While the facade may be good for business, it doesn't fit the "program," a plan to spruce up the Park Heights corridor that Johnny Clinton and Stuart J. Macklin have been pushing for the past three years. Mr. Clinton will visit the liquor store, talk to the owner about sprucing up the front of the place. Mr. Macklin will sketch a few possibilities.

"By Park Heights looking good and being strong, our community is," said Mr. Macklin of the community-based effort to improve the four-lane thoroughfare from Garrison Avenue to the Baltimore County line. "Park Heights is so strong a street. If it's not a good-looking place, then our community doesn't look good. It's like our front face."

So for the past three years, Mr. Macklin, an architect who lives north of Northern Parkway, and Mr. Clinton, whose barbershop is south of Northern Parkway, have led a campaign by neighborhood leaders, civic organizations, associations and politicians to revitalize a corridor that is home to a diverse group of businesses, residents and institutions.

But as coalition members debated sidewalk widths and streetscape furniture, tree plantings and a new community logo, banners and bus traffic, they discovered something else along the way:

Changes that have little do with trash receptacles and storefront signs were occurring in the hearts and minds of the Christians and Jews, the blacks and whites who live above and below Northern Parkway.
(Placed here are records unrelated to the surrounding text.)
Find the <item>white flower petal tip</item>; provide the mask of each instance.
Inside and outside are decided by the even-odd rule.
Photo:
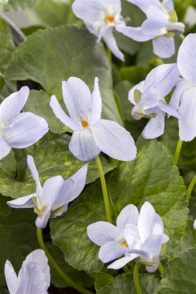
[[[162,64],[129,91],[128,99],[134,105],[133,117],[136,120],[149,119],[142,133],[145,139],[156,138],[163,134],[166,113],[181,118],[180,114],[169,105],[164,98],[176,84],[179,75],[176,63]]]
[[[60,175],[48,178],[43,187],[31,155],[27,155],[27,164],[37,184],[36,193],[7,201],[7,203],[15,208],[34,207],[38,215],[35,224],[37,227],[44,228],[49,218],[55,218],[66,212],[68,203],[82,192],[85,185],[88,163],[65,180]]]
[[[128,250],[124,257],[108,268],[119,269],[137,258],[140,264],[146,266],[148,272],[154,272],[159,264],[162,245],[168,241],[169,237],[164,233],[161,218],[149,202],[142,206],[137,224],[128,221],[126,223],[122,235],[126,241]]]
[[[123,230],[127,224],[136,225],[138,215],[137,207],[130,204],[121,211],[117,219],[117,226],[106,221],[97,221],[88,226],[89,238],[100,246],[98,257],[102,262],[118,258],[128,250]]]
[[[23,87],[0,105],[0,159],[8,154],[11,147],[28,147],[49,131],[44,118],[31,112],[21,112],[29,93],[28,87]]]
[[[71,77],[63,82],[63,100],[70,118],[57,106],[56,98],[51,98],[50,106],[56,116],[74,130],[69,149],[81,161],[95,158],[101,151],[119,160],[133,160],[137,149],[130,133],[115,122],[101,119],[98,80],[96,77],[92,94],[78,78]]]
[[[82,19],[89,31],[98,37],[98,42],[102,37],[113,54],[124,61],[123,53],[117,46],[113,34],[115,28],[125,26],[121,16],[121,3],[119,0],[75,0],[72,5],[74,13]]]
[[[147,15],[140,27],[126,27],[120,29],[123,34],[138,42],[152,40],[154,54],[168,58],[175,53],[172,36],[183,34],[185,25],[178,22],[173,1],[158,0],[128,0],[138,6]]]
[[[48,259],[41,249],[35,250],[26,256],[18,277],[8,260],[5,264],[4,273],[7,287],[12,294],[48,293],[50,281],[49,268]]]
[[[183,78],[179,79],[169,105],[181,116],[180,138],[189,142],[196,137],[196,33],[189,34],[182,42],[177,63]]]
"In the past, black people felt that the people north of Northern Parkway didn't want to have anything to do with the people south of Northern Parkway," said Mr. Clinton, the 49-year-old president of the Pimlico Merchants Association who opened his barbershop in 1974.

"Getting together with the corridor project, talking about beautifying the community, [people realized] we all have the same identical problems and we have the same goals," said Mr. Clinton. "Things like that help to bridge the gap."
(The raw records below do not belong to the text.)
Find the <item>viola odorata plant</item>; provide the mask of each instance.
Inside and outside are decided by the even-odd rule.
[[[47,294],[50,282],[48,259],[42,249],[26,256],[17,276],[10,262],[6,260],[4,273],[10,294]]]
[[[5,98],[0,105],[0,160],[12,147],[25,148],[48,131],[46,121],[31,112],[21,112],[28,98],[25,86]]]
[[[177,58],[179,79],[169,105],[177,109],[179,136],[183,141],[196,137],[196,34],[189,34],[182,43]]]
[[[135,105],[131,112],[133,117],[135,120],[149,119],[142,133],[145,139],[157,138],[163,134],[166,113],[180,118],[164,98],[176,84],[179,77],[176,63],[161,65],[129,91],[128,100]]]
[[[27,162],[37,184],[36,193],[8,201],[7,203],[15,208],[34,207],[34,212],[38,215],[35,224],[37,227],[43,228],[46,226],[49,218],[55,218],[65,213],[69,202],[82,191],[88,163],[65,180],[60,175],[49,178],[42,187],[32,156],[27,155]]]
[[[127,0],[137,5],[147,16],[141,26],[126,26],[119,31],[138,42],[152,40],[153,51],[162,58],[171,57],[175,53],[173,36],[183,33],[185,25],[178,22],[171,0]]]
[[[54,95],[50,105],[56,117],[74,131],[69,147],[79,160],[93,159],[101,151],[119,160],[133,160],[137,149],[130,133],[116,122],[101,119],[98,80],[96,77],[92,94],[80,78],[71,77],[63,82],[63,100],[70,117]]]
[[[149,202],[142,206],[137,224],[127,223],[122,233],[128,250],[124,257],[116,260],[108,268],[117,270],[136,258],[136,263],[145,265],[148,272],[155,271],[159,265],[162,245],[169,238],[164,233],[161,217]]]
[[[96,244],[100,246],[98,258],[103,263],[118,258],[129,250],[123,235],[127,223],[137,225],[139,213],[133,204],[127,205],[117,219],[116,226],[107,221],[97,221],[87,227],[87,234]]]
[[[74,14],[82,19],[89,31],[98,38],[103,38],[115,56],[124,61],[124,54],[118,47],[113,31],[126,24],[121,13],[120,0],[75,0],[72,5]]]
The gap is being bridged in subtle ways.

The Northwest Baltimore Corp. conducted its annual meeting at the Baltimore Hebrew Congregation. The Park Heights corridor task force has met at the Jewish Community Center. When CHAI, the Jewish community's Park Heights-based planning and development agency, hired a new staffer two years ago, it had planned to use him as an organizer in the neighborhoods north of Northern Parkway. But the corridor project was under way and the staffer went to work on the commercial area south of Northern Parkway.

"We all wanted Park Heights to be a dynamic, important part of the community," Mr. Macklin said.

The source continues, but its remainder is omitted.